Stephens, who has never been accused of being a closet liberal, disputed the notion that the Pikes Peak Republicans had been marginalized for being too dogmatic.

But she made clear that her vision of effectiveness - and of her party's popularity - did not include using each legislator's five-bill quota on doctrinaire measures having a snowball's chance in a Democratic-controlled General Assembly.

"If you're conservative, knock yourself out. You've got five bills. Be as conservative as you'd like to be," she said. "But what I signed up for in leadership is a solutions-oriented agenda that's neither conservative nor moderate, but Republican."

"We're going to stick good ideas out there and have something on the table," Stephens said. "I think that has contributed to two extra seats in the House."

Berry said working across the aisle can give the minority party some voice in allocations of state funds, but that its influence quickly peters out when it comes to economic development partnerships with the private sector - such as the new wind turbine manufacturing plants cited by Gov. Bill Ritter as early dividends from the "new energy economy" he has been promoting.
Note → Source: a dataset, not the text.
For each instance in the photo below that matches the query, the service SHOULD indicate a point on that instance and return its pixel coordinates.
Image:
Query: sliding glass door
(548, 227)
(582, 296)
Those jobs are going to Pueblo and Brighton, not Colorado Springs. But Berry - who has seen the corporate courtship process in the Legislature and now as president of the Colorado Association of Commerce & Industry, the state chamber of commerce - said that regardless of their ideology, El Paso County Republicans are poorly positioned to influence such outcomes.

"If a company is thinking about expanding or relocating from another state to Colorado, they're interested in talking to the speaker of the House, people of the governor's office, but they're not interested in talking to the Senate assistant minority leader," Berry said.
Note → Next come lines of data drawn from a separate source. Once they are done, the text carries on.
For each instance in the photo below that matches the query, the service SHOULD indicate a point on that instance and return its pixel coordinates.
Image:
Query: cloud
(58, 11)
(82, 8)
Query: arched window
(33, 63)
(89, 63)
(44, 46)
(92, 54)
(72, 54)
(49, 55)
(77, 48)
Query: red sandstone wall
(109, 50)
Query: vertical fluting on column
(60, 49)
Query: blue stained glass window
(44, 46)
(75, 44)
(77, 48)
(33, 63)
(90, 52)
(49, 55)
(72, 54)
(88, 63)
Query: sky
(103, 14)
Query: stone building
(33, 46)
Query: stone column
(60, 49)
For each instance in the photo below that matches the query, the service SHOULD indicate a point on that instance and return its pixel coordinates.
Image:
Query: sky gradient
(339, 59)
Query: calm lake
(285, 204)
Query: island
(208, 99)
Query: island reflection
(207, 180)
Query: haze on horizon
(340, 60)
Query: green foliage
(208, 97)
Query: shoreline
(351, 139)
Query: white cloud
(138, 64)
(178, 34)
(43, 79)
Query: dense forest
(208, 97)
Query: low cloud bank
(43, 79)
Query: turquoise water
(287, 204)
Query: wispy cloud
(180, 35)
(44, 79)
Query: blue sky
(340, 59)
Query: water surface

"They would come to my office," Berry said of the corporate deal-makers, "but the only reason they came to my office is because I was speaker, and if I'd have been the minority leader I don't think they would have given me the time of day."

"I don't fault the Republicans in El Paso County for not being in that game," Berry said, "simply because they're not in the majority positions."

"I'm not saying they ought to just throw in the towel," he added, and Gardner said being in leadership matters even for the minority party.

"The speaker, the Senate president have the authority to make committee appointments, send bills to committees, send bills to committees that they'll get out of, send bills to committees that they'll die in," Gardner said. "So in that sense there's no comparison.

"But is the leadership in one's party caucus important even when you're in the minority? Absolutely," Gardner said. "Because the caucus leadership sets the agenda and the tone for legislation that we are going to support and promote, and the direction of our party."